By focusing on the right foods, of course! But here’s where it gets confusing…

While immunity boosting diets are on the tip of everyone’s tongue these days, I find that the topic is often oversimplified as many people prefer to focus on a handful of “superfoods” rather than on their diet as a whole.

However, the interaction between diet and health is much more complex than that, so single foods can’t be the magic solution to keep you healthy and strong. 

Focusing on your diet as a whole is much more important…

In this post I’ll therefore tell you more about your immune system and together we’ll see how you should change your diet to make the most of the foods you eat. 

The best way to boost your immune system


It may be surprising to some that the best way to boost your immunity is to increase your consumption of fibre-rich foods such as:

- legumes 

- whole grains and starchy crops 

- fruits and vegetables

- nuts or seeds


The short explanation for this is that dietary fibre is a nutrient essential to develop a healthy gut flora, and a healthy gut flora is necessary to strengthen your immune system.



Let’s see why.


Your gut flora (the microbiota) is composed of trillions of microorganisms such as viruses, bacteria and fungi. The most important ones for your immune system are the bacteria.

The bacterial communities living in your gut can be good or bad for you. 

If they’re good, they strengthen your immune system by working together with your body (their host) to fight possible external attacks, from viruses and bacteria for example.  

If they’re bad, they’re harmful for you and can provoke infections or other health problems.

And what’s the best way to make sure your gut is inhabited by the good bacteria?

You just need to feed them with the food they prefer: prebiotics (= dietary fibre), so that they can proliferate.

Dietary fibre is only found in plant foods and mostly in their whole, unrefined form. Animal foods don’t contain it. 
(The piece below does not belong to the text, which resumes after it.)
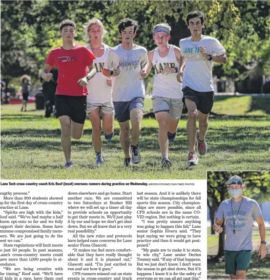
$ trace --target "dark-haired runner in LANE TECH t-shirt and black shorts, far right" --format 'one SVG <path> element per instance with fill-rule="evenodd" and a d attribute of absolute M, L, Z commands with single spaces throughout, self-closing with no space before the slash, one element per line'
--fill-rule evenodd
<path fill-rule="evenodd" d="M 205 16 L 202 12 L 195 11 L 187 15 L 187 27 L 191 37 L 180 40 L 180 49 L 185 60 L 183 76 L 183 102 L 187 106 L 187 138 L 189 145 L 187 166 L 197 165 L 198 157 L 195 152 L 203 156 L 208 145 L 205 135 L 208 129 L 208 115 L 214 101 L 214 86 L 212 79 L 213 62 L 226 64 L 226 51 L 222 44 L 215 38 L 202 34 Z M 182 63 L 182 62 L 181 62 Z M 179 71 L 177 79 L 182 82 L 183 72 Z M 199 111 L 199 114 L 198 114 Z M 196 120 L 199 115 L 199 130 Z"/>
Following a largely whole-food plant based diet is therefore the best way to boost your immunity.

What other nutrients do you need?


Another important thing that you should do to boost your immunity is to eat plenty of antioxidant-rich foods.

The reason for this is that antioxidants neutralize free radicals, a type of molecule that can damage the body cells they interact with.

Your body naturally produces a certain amount of free radicals every day, and this is not necessarily a problem. 

However, when their production becomes excessive – or when you don’t eat enough antioxidants to neutralize them -, then they can become harmful since your body cannot fight against them successfully anymore. 

This can lead to oxidative stress.

Oxidative stress is very dangerous because it can cause inflammation, the underlying condition for ageing, infectious and chronic diseases.

But the good news is that even if sometimes you can’t resist unhealthy habits, you can still increase your consumption of antioxidants to compensate for this.

Where to find antioxidants?

Antioxidants are very easy to find as you can get them from different types of plants … basically from the same food groups that are also rich in dietary fibre.

Easy to remember then, you just need to eat mostly whole, plant based foods.

Needless to say, reducing to a minimum unhealthy habits such as eating junk food, refined grains, excess salt, sugar and fat will help as well.

And keep in mind that generally healthy habits such as exercising regularly, sleeping enough and avoiding stress are also very important to keep your immune system in great shape.